25 Aralık 2010

hakaret

bana ettiğin hakareti söyle sana kim olduğunu söyleyeyim.gerçekten de insanın ettiği hakaretler onun kişiliğinden derin izler taşır.kimi öküz,eşek,çakal,tilki,hayvan der hakaret etmek için,sen insan mısın diye sorar,sen insan kılığından çıkmışsın der,tamamen medeni ve fakat olumsuz gördüğü bir davranışı ilkel vahşi görür.bu nedir,en hafifinden türcülüktür,insanı merkeze almak,onu üstün görmek ve geri kalan bütün varlığa insanın tahakkümünü meşru görmektir.ona kalsa herkes "insan" olsa bitecektir bütün sorun.oysa esas sorun insan olmamamızda değil maalesef böyle bir insan olmamızda değil mi?

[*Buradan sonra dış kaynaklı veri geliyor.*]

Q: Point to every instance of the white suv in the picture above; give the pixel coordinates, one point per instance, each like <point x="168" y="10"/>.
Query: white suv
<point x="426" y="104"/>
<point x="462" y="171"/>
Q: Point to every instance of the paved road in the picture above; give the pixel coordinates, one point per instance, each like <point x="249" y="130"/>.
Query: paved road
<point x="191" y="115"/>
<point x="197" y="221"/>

zayıf-güçlü temasına oturtulur hakaretler;ben cesurum,sen korkaksın,ben zekiyim,sen aptalsın,ben zenginim sen yoksulsun,ben sağlıklıyım sen hastasındır vb.geri zekalı,embesil der misal.anladın diyelim karşındakinin geri zekalı embesil olduğunu niye bunu aşağılama amaçlı kullanıyorsun? belli bir alanda senin güçlü öbürünün zayıf olması sana onu aşağılama hakkı verir mi? bir öfke sıçraması ya da bir haklılık duygusu,hakkı yenmişlik duygusu aşağılamaya yeterli bir gerekçe oluşturur mu?

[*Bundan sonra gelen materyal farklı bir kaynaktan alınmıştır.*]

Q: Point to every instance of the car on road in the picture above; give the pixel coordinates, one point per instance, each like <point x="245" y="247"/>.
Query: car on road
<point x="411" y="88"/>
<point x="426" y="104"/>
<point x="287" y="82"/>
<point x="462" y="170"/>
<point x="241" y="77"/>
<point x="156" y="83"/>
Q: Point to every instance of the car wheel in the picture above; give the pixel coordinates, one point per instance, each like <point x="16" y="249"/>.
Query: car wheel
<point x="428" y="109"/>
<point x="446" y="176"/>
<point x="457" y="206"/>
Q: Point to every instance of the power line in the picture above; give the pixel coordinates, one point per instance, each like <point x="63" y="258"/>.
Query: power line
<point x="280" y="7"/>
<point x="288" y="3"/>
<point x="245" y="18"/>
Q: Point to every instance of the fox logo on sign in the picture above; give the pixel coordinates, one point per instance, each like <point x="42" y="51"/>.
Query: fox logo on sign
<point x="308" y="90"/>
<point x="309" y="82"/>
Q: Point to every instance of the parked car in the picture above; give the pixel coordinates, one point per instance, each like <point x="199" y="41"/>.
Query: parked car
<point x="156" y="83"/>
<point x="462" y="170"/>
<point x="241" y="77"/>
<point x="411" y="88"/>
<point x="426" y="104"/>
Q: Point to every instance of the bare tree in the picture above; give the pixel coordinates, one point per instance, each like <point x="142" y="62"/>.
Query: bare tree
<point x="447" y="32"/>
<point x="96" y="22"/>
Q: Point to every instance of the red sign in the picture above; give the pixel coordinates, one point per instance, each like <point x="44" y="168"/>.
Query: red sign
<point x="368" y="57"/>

hakaret tarihine şöyle kısaca bir göz attığımızda bunun tahakküm kültürünün ayrılmaz bir parçası olduğunu görürüz;hakaret eden kendini savunmak için mi söylüyordur bunu ,öyle olsa bunun yolu hakaret etmek midir?hakaret eden karşındakini ezmek,sindirmek ruhunun derinliklerine nüfuz etmek için yapıyordur bunu.işkenceci polislerin kurbanlarına hitap şekillerini hatırlayalım,en ufak bir muhalefete "ermeni tohumları" ifadesiyle saldıran embeddet gazetecileri.ne olmuş yani ermeniysem?
hakaret en çok anlamını ezen ezilen,yöneten yönetilen,gerilimli amir memur ilişkilerinde bulur bu yüzden.toplumsal yapıdaki hükümran gücün rengiyle boyanır hakaret.mesela toplumsal kültür erkek egemen kültürün yönlendirmesindeyse şöyle hakaretlerle karşılaşırız sık sık;ben senin ananı şöyle beceririm,ben senin ananı böyle beceririm,kahbe,kancık,ibne.burada hakaret nerde diyeceksiniz ama öyle bir söylüyor ki bıraksan tecavüz edecek.

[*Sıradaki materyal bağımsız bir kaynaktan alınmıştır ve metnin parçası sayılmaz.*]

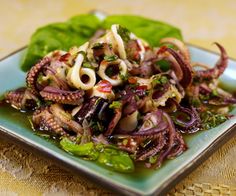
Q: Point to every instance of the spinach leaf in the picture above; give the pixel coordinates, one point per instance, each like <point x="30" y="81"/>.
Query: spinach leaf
<point x="107" y="156"/>
<point x="116" y="160"/>
<point x="86" y="150"/>
<point x="79" y="29"/>
<point x="150" y="30"/>
<point x="61" y="36"/>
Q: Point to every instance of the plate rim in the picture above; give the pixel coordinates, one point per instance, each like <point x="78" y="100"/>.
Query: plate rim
<point x="165" y="186"/>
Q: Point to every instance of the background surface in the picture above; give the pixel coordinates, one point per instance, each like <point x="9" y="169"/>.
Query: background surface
<point x="202" y="22"/>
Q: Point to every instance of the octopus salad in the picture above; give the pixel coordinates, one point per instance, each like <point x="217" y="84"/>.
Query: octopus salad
<point x="117" y="101"/>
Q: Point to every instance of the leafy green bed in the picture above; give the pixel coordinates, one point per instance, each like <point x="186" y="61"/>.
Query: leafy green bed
<point x="81" y="28"/>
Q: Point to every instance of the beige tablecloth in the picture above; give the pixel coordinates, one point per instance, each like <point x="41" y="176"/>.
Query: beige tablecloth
<point x="202" y="22"/>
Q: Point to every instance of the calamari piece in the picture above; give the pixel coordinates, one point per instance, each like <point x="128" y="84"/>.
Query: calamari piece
<point x="119" y="41"/>
<point x="77" y="72"/>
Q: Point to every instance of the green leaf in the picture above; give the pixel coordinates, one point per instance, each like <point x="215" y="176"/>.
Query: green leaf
<point x="63" y="36"/>
<point x="116" y="160"/>
<point x="150" y="30"/>
<point x="86" y="150"/>
<point x="115" y="105"/>
<point x="79" y="29"/>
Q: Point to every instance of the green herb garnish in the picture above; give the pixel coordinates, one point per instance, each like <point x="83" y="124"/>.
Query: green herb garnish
<point x="124" y="33"/>
<point x="110" y="58"/>
<point x="115" y="105"/>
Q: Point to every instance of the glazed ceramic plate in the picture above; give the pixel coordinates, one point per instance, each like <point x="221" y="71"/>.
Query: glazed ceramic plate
<point x="143" y="181"/>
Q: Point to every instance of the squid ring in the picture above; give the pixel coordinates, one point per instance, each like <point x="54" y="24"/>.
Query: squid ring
<point x="77" y="72"/>
<point x="119" y="41"/>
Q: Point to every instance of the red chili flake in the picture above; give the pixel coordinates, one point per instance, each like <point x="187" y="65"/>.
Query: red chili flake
<point x="132" y="80"/>
<point x="104" y="86"/>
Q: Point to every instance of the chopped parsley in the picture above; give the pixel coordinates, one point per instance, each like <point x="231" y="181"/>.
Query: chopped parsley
<point x="110" y="57"/>
<point x="211" y="120"/>
<point x="160" y="80"/>
<point x="124" y="33"/>
<point x="115" y="105"/>
<point x="98" y="46"/>
<point x="87" y="65"/>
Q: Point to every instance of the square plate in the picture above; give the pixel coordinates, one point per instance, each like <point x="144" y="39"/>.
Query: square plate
<point x="15" y="126"/>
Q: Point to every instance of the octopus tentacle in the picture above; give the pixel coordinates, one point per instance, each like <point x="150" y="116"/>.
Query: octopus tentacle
<point x="173" y="136"/>
<point x="61" y="96"/>
<point x="44" y="120"/>
<point x="22" y="99"/>
<point x="179" y="45"/>
<point x="216" y="71"/>
<point x="32" y="76"/>
<point x="186" y="68"/>
<point x="160" y="143"/>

ama bana sorarsanız hakaretlerin en kötüsü hakareti suret-i haktan görünüp gerçeklerden bahsediyor-muş- havasında yapmaktır...belli bir amaçla hakareti, bir gerçekmiş gibi sunmaktır "vicdan sahibi" tanıdıklarınız mutlaka vardır:"canım çingeneler de insan" derler.gazete manşet atar "vay şerefsiz" diye,hakaret etmiyordur da sözümona bir gerçeği dile getiriyordur,linç böyle gerçekleşir.
yalan söylemeden hakaret edilemez bir de yani söylediğin şey gerçekse hakaret değildir.o yüzden hakaret edenler aynı zamanda yalancı ve müfteridirler.
eşitsizlik kültürünün,medeniyetin dna'sı var hakaretlerde.varsayılan bir güçlülük/zayıflık temelinde yani erkek/kadın,zeki/aptal,cesur
/korkak vbg eşleşmelerde birincilerden yana bir tutum alış var.
medeniyet dışı topluluklarda "toplum" olmadığı için eşitsizlik de yoktu.her can'ın farklı özellikleri nedeniyle ortaya çıkan denk olmama durumu ise başlı başına bir zenginlik kaynağıydı.hakaret;eşitsizliğin nedeni olan toplumun, bireyin iliklerine kadar nüfuz ederek bunu daha da kışkırtmasından başka bir şey değildir.